Globally, the nature of the HAB problem has changed considerably over the last several decades. The number of toxic blooms, the resulting economic losses, the types of resources affected, and the number of toxins and toxic species have all increased dramatically. Some of this expansion has been attributed to storms, currents and other natural phenomena, but human activities are also frequently implicated. Humans have contributed by transporting toxic species in ballast water, and by adding massive and increasing quantities of industrial, agricultural and sewage effluents to coastal waters. In many urbanized coastal regions, these inputs have altered the size and composition of the nutrient pool which has, in turn, created a more favorable nutrient environment for certain HAB species. The steady expansion in the use of fertilizers for agricultural production represents a large and worrisome source of nutrients in coastal waters that promote some HABs.
The diversity in HAB species and their impacts presents a significant challenge to those responsible for the management of coastal resources. Furthermore, HABs are complex oceanographic phenomena that require multidisciplinary study ranging from molecular and cell biology to large-scale field surveys, numerical modelling, and remote sensing from space. Our understanding of these phenomena is increasing dramatically, and with this understanding come technologies and management tools that can reduce HAB incidence and impact. Here I summarize the global HAB problem, its trends and causes, and new technologies and approaches to monitoring, control and management, highlighting molecular probes for cell detection, rapid and sensitive toxin assays, remote sensing detection and tracking of blooms, bloom control and mitigation strategies, and the use of large-scale physical/biological models to analyze past blooms and forecast future ones.
Over the last several decades, countries throughout the world have experienced an escalating and worrisome trend in the incidence of problems termed “harmful algal blooms” (HABs). The term “harmful algal bloom” is very broad and covers blooms of many types, but HABs all have one unique feature in common—they cause harm, either due to their production of toxins or to the manner in which the cells’ physical structure or accumulated biomass affect co-occurring organisms and alter food-web dynamics. HAB events are characterized by the proliferation and occasional dominance of particular species of toxic or harmful algae. In some cases, these microscopic cells increase in abundance until their pigments discolor the water—hence the common use of the term “red tide” (Fig. 1). There are, however, “blooms” of species which do not have high cell concentrations and which do not discolor the water, but which still cause harm, typically because of the potent toxins produced by those algae.

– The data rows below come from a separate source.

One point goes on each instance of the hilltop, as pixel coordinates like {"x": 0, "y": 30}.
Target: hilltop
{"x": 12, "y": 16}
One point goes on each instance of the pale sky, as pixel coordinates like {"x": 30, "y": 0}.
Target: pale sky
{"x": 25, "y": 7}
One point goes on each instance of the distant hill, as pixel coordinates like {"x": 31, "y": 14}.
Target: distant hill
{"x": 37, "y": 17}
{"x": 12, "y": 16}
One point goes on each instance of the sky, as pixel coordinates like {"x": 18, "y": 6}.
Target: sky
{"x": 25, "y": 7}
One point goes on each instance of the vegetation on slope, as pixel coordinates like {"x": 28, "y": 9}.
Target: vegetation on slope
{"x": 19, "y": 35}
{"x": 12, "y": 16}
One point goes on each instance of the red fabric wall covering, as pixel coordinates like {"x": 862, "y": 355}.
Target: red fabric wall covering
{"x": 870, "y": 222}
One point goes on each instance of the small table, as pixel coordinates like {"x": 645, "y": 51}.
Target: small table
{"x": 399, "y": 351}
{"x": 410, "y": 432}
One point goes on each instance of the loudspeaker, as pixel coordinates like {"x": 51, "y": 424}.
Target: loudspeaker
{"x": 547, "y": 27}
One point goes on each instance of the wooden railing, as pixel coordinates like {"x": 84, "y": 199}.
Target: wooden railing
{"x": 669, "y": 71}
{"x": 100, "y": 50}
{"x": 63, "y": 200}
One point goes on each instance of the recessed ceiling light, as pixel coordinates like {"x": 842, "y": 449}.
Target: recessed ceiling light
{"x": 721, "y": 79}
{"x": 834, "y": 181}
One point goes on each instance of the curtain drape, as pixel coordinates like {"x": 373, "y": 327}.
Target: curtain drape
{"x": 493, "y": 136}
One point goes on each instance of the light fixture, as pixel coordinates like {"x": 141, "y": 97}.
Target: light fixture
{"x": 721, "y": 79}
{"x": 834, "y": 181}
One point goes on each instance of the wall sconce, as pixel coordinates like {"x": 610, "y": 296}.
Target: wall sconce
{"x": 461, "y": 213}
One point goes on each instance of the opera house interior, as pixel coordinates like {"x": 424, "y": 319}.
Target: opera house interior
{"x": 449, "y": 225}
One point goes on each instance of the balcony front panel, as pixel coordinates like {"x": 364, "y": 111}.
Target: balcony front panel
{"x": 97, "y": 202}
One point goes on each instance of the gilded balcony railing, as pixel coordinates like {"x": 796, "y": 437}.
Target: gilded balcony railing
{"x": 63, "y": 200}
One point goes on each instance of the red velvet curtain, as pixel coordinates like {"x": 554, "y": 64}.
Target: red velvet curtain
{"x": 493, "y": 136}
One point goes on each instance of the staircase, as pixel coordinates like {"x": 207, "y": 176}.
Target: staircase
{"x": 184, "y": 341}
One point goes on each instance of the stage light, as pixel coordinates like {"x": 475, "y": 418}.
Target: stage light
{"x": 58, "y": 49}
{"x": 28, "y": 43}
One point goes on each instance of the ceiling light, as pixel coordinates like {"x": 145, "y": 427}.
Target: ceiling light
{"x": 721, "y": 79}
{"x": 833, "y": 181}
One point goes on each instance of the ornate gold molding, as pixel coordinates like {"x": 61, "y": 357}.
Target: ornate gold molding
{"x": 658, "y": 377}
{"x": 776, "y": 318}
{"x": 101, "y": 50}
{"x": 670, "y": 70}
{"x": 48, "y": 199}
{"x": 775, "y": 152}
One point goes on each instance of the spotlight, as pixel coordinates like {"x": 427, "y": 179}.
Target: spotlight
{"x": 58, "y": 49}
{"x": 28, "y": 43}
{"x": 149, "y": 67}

Several decades ago, relatively few countries were affected by HABs, but now most coastal countries are threatened, in many cases over large geographic areas and by more than one harmful or toxic species [1,2]. The causes behind this expansion are debated, with possible explanations ranging from natural mechanisms of species dispersal and enhancement (e.g., climate change) to a host of human-related phenomena such as pollution-related nutrient enrichment, climatic shifts, or transport of algal species via ship ballast water [1–3]. Whatever the reasons, coastal regions throughout the world are now subject to an unprecedented variety and frequency of HAB events. Many countries are faced with a bewildering array of toxic or harmful species and impacts, as well as disturbing trends of increasing bloom incidence, larger areas affected, more fisheries resources impacted, and higher economic losses.
When toxic phytoplankton are filtered from the water as food by shellfish, their toxins accumulate in those shellfish to levels that can be lethal to humans or other consumers. The poisoning syndromes have been given the names paralytic, diarrhetic, neurotoxic, amnesic, and azaspiracid shellfish poisoning (PSP, DSP, NSP, ASP, and AZP respectively). Except for ASP, all are caused by biotoxins synthesized by a class of marine algae called dinoflagellates. The ASP toxin, domoic acid, is produced by diatoms that until recently were thought to be free of toxins. A sixth human illness, ciguatera fish poisoning (CFP) is caused by toxins produced by dinoflagellates that live on surfaces in many coral reef communities. Ciguatoxins are transferred through the food chain from herbivorous reef fishes to larger carnivorous, often commercially valuable finfish.
Another type of HAB impact occurs when marine fauna are killed by algal species that release toxins and other compounds into the water. Fish and shrimp mortalities from these types of HABs have increased considerably at aquaculture sites in recent years. HABs also cause mortalities of wild fish, seabirds, whales, dolphins, and other marine animals, typically as a result of the transfer of toxins through the food web .
Non-toxic blooms of algae can cause harm in a variety of ways. One prominent mechanism relates to the high biomass that some blooms achieve. When this biomass decays as the bloom terminates, oxygen is consumed, leading to widespread mortalities of plants and animals in the affected area. Large, prolonged blooms of non-toxic algal species can reduce light penetration to the bottom, decreasing densities of submerged aquatic vegetation that can have dramatic impacts on coastal ecosystems, as these grass beds serve as nurseries for the food and the young of commercially important fish and shellfish. These “high biomass” blooms are sometimes linked to excessive pollution inputs, but can also occur in pristine waters.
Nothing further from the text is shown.